Implicit-Explicit Variational Integration of Highly Oscillatory Problems

TL;DR

This paper introduces a novel variational integrator for highly oscillatory mechanical problems that splits potentials at the action level, enabling longer time steps and stability improvements over traditional methods.

Contribution

The paper presents a new implicit-explicit variational integrator based on potential splitting at the Lagrangian level, reducing computational cost and eliminating resonance instabilities.

Findings

Allows longer time steps than standard explicit methods

Eliminates linear resonance instabilities in highly oscillatory systems

Accurately preserves slow energy exchange in coupled oscillators

Abstract

In this paper, we derive a variational integrator for certain highly oscillatory problems in mechanics. To do this, we take a new approach to the splitting of fast and slow potential forces: rather than splitting these forces at the level of the differential equations or the Hamiltonian, we split the two potentials with respect to the Lagrangian action integral. By using a different quadrature rule to approximate the contribution of each potential to the action, we arrive at a geometric integrator that is implicit in the fast force and explicit in the slow force. This can allow for significantly longer time steps to be taken (compared to standard explicit methods, such as St\"ormer/Verlet) at the cost of only a linear solve rather than a full nonlinear solve. We also analyze the stability of this method, in particular proving that it eliminates the linear resonance instabilities that can arise with explicit multiple-time-stepping methods.
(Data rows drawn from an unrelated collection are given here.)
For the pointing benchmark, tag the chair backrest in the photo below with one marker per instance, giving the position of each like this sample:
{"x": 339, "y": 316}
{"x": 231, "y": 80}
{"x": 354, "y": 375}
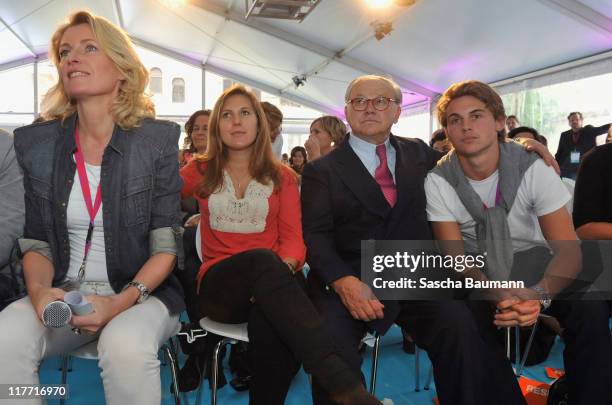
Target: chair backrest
{"x": 569, "y": 184}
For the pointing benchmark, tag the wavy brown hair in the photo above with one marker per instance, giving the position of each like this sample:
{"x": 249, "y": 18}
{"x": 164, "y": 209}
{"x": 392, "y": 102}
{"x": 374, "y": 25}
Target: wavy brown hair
{"x": 478, "y": 90}
{"x": 263, "y": 165}
{"x": 131, "y": 104}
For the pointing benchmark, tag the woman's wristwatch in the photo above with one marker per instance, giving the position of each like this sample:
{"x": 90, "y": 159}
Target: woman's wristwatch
{"x": 545, "y": 299}
{"x": 144, "y": 291}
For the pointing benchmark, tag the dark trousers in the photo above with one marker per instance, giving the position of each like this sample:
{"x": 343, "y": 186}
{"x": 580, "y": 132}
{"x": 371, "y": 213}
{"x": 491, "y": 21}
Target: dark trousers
{"x": 187, "y": 276}
{"x": 470, "y": 366}
{"x": 588, "y": 350}
{"x": 283, "y": 325}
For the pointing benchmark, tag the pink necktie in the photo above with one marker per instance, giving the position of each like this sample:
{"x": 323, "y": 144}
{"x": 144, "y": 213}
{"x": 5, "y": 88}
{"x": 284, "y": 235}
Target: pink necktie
{"x": 383, "y": 176}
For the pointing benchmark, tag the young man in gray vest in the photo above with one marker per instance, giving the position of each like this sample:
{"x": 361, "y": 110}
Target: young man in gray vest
{"x": 498, "y": 199}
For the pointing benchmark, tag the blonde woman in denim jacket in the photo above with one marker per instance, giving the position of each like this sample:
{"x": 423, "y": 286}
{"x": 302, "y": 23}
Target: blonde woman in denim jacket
{"x": 100, "y": 139}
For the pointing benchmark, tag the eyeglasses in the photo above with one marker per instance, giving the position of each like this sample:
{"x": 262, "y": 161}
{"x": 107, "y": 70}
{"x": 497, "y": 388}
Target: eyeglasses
{"x": 379, "y": 103}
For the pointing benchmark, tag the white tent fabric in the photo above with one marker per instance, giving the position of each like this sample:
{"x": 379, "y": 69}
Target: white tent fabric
{"x": 433, "y": 44}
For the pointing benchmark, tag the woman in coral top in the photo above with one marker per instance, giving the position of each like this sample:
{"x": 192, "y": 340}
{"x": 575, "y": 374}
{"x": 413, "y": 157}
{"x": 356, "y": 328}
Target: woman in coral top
{"x": 253, "y": 252}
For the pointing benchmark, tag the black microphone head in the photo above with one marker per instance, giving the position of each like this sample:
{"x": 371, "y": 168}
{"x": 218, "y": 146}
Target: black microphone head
{"x": 56, "y": 314}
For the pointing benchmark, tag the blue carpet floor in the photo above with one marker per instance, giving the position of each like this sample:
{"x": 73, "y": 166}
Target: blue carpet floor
{"x": 396, "y": 376}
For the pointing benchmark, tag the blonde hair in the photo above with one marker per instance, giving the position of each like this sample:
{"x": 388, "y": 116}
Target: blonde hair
{"x": 132, "y": 104}
{"x": 333, "y": 125}
{"x": 263, "y": 165}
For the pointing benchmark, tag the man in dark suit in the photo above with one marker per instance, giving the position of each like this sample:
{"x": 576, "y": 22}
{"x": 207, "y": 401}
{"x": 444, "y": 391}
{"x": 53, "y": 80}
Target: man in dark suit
{"x": 372, "y": 187}
{"x": 575, "y": 142}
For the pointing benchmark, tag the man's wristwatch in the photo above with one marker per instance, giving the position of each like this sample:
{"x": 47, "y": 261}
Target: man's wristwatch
{"x": 545, "y": 299}
{"x": 144, "y": 291}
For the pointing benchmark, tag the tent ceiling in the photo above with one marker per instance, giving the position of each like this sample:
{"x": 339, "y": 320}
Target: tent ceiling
{"x": 434, "y": 42}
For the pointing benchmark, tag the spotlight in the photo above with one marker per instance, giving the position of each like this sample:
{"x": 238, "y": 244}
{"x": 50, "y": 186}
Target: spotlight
{"x": 299, "y": 80}
{"x": 381, "y": 29}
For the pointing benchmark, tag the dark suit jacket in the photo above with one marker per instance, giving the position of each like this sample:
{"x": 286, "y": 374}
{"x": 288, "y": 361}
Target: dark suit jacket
{"x": 586, "y": 142}
{"x": 342, "y": 205}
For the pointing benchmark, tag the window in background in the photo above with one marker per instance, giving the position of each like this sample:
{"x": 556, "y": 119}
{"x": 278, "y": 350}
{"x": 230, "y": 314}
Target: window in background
{"x": 17, "y": 102}
{"x": 17, "y": 89}
{"x": 156, "y": 83}
{"x": 178, "y": 90}
{"x": 47, "y": 78}
{"x": 546, "y": 108}
{"x": 413, "y": 124}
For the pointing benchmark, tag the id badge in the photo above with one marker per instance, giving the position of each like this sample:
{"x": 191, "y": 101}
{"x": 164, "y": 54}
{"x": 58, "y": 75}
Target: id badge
{"x": 575, "y": 157}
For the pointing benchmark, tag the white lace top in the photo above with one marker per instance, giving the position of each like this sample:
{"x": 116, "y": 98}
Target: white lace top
{"x": 245, "y": 215}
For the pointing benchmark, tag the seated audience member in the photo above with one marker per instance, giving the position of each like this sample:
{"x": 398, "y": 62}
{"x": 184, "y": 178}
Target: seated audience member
{"x": 512, "y": 122}
{"x": 102, "y": 216}
{"x": 298, "y": 159}
{"x": 593, "y": 195}
{"x": 196, "y": 128}
{"x": 575, "y": 142}
{"x": 487, "y": 191}
{"x": 275, "y": 121}
{"x": 439, "y": 142}
{"x": 371, "y": 187}
{"x": 253, "y": 252}
{"x": 11, "y": 213}
{"x": 325, "y": 134}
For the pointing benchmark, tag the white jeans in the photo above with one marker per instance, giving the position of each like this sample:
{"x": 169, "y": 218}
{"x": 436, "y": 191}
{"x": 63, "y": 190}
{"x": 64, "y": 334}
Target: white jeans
{"x": 127, "y": 348}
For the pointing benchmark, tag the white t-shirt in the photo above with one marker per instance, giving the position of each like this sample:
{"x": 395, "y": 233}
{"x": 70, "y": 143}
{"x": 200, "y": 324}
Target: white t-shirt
{"x": 541, "y": 192}
{"x": 78, "y": 224}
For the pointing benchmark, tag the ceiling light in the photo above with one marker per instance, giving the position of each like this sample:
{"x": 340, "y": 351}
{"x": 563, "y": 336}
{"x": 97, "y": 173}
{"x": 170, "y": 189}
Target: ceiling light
{"x": 379, "y": 3}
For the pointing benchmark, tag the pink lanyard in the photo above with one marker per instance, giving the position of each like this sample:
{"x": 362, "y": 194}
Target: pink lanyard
{"x": 498, "y": 198}
{"x": 91, "y": 209}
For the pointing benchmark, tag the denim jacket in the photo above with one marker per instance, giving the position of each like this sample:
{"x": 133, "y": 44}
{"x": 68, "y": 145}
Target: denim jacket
{"x": 140, "y": 186}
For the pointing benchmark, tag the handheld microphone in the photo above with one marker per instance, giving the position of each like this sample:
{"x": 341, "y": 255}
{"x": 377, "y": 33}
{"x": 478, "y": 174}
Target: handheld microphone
{"x": 56, "y": 314}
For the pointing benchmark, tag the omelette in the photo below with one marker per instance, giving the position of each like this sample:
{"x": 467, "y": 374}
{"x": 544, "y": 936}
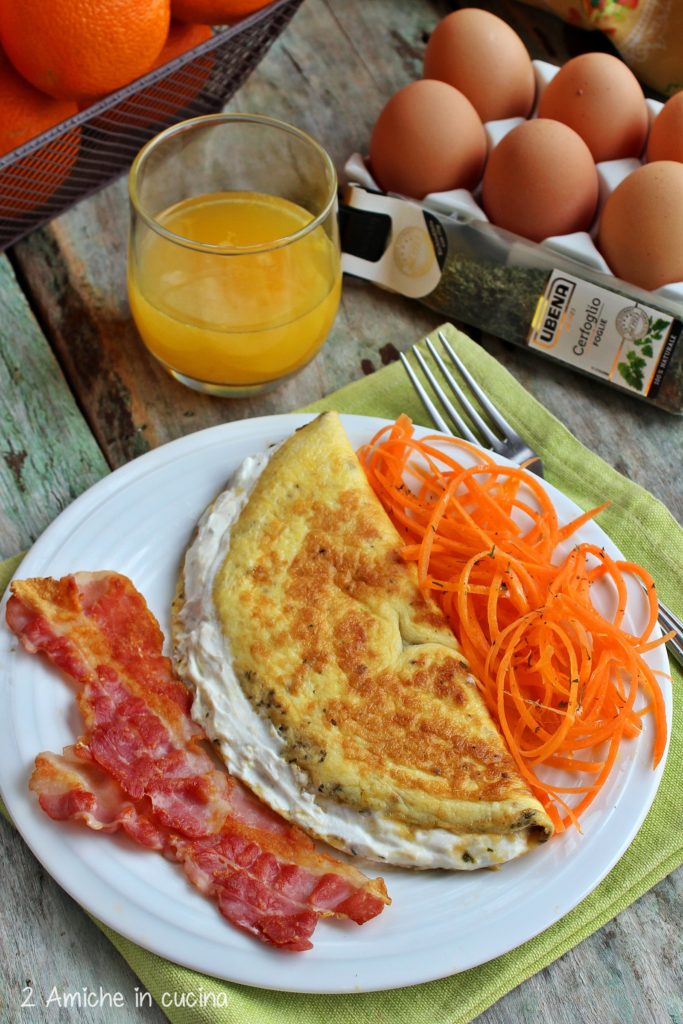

Next, we perform some numerical experiments, studying the behavior of this integrator for two test problems: a system of coupled linear oscillators, for which we compare against the resonance behavior of the r-RESPA method; and slow energy exchange in the Fermi--Pasta--Ulam problem, which couples fast linear oscillators with slow nonlinear oscillators. Finally, we prove that this integrator accurately preserves the slow energy exchange between the fast oscillatory components, which explains the numerical behavior observed for the Fermi--Pasta--Ulam problem.